Monday, July 14, 2008

Problems to overcome in pedestrianizing landuse

We can build efficient pedestrianized uses by localizing housing in low infrastructure cost zones.

Writing in the Chronicle Lynn Vannucci notes, "High-density, mixed-use communities make more efficient use of resources for heating, and electrical and water-delivery systems than low-density suburbs." She points to the problems with pedestrianizing a space, "causing the pedestrian to feel that rather than strolling in a cozy village square he's wandered into the countryside - except that from its far border the vista is of the local Chevron station."

Dan Burden notes "quality of life is the level of access we have to the things we value most - jobs, safe streets, affordable transportation and housing, and quality health care, schools and civic spaces such as parks and other gathering places. The ability to walk to many of these places from our homes or places of employment generally raises that quality-of-life index. When researchers look for places where people are happiest, it's often in communities where they can live near where they work, walk their children to school and shop at stores within walking or biking distance."
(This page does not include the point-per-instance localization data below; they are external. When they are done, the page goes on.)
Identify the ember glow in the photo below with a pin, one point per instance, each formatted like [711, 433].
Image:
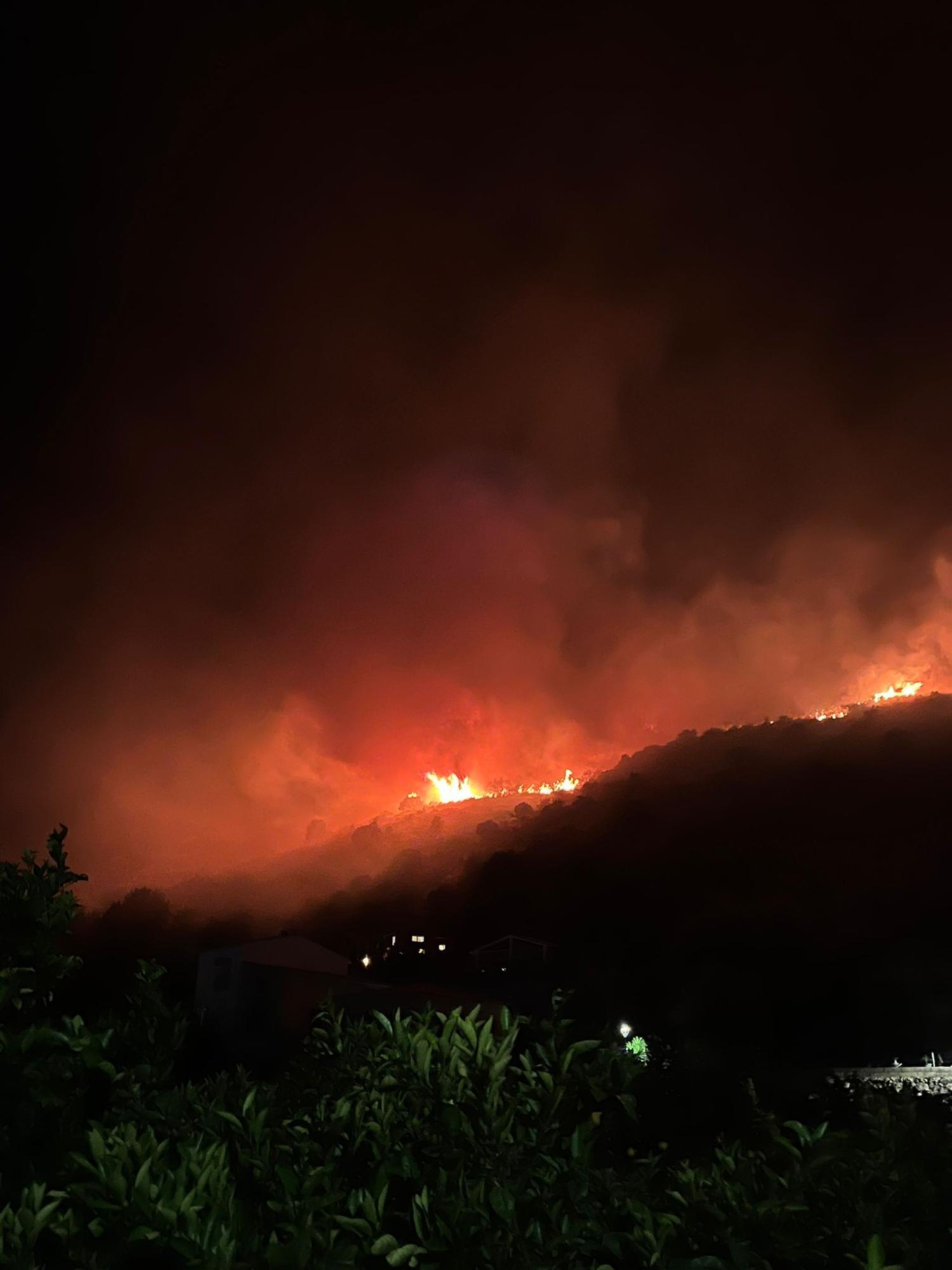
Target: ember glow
[904, 690]
[454, 789]
[896, 693]
[451, 789]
Reducing the stress of commuting over long distances with pedestrianized mixed use development is key to a sustainable future. The problem of peak resource consumption has come about from us spending trillions of dollars. Freddie Mac and Fannie Mae own half of the $12T mortgage market. The federal government since the depression has spent trillions to make home ownership possible outside the transit linked downtowns in the process consuming farmland and open space and creating the problems of pollution, stressed consumers, and resource wars like Iraq. An unafordable driving infrastructure is our inheritance from 100 years of policy based on the false promise of cheap oil.

By building in open space we deplete environmental services raising the cost of emergency services and health care through lost disease sequestration.

Hard infrastructure include roads, sewer systems, septics, etc. Soft infrastructure is risk, a financial infrastructure like bonds, that links currency and commodities. Another Chronicle write (July 12th page A5: Costly Fuel Prevents Car Crash deaths) up notes that a 10 % rise in fuel costs leads to 2.3% decrease in crash fatalities from Vehicle Miles Traveled irrespective of improved driving behavior or law enforcement. Presently infrastructure like health care is amortized over everyone and the rules are made up in Congress and the state legislature. Without the state's subsidies, resources like Tejon Ranch are not financially feasible to exploit.

There is clearly a much higher cost to
- delivering water, sewer, power, health care, security, and roads at Tejon versus El Camino, the biggest difference being eyes on the street (able to call in a broken main or a mugging.)
- risk of not maintain the environmental services of Tejon in water purification, groundwater seepage (prevent overloading stormwater facilities,) air quality management, healthy streams, floodwater plains, disease sequestration, and wildfire control.

These costs need to be priced in and passed on. As the Federal government discusses the bailout of Freddie Mac, Fannie Mae, IndyMac, Smith Barney, etc with socialized risk and privatized profits we need to ask for localizing housing in low infrastructure cost zones like Belmont Station.

Car-free mixed use development is the key environmental challenge of our time. Development in a transit nexus affords opportunity to wean people of cars. By restricting car free development to TOD we can reclaim our cities of old while directly influencing less than 1% of the city scape.

For a pedestrianized square downtown Belmont we need
- the Transit Agency, Samtrans, to benefit from, or control, the landuse decisions within 1/8th of a mile radius (650 ft) of the TOD (zonal permit parking.)
- Floor Area Ratio Leniency directed toward demographic trends.
- Accommodating trip demand with a walking infrastructure by reusing existing infrastructure.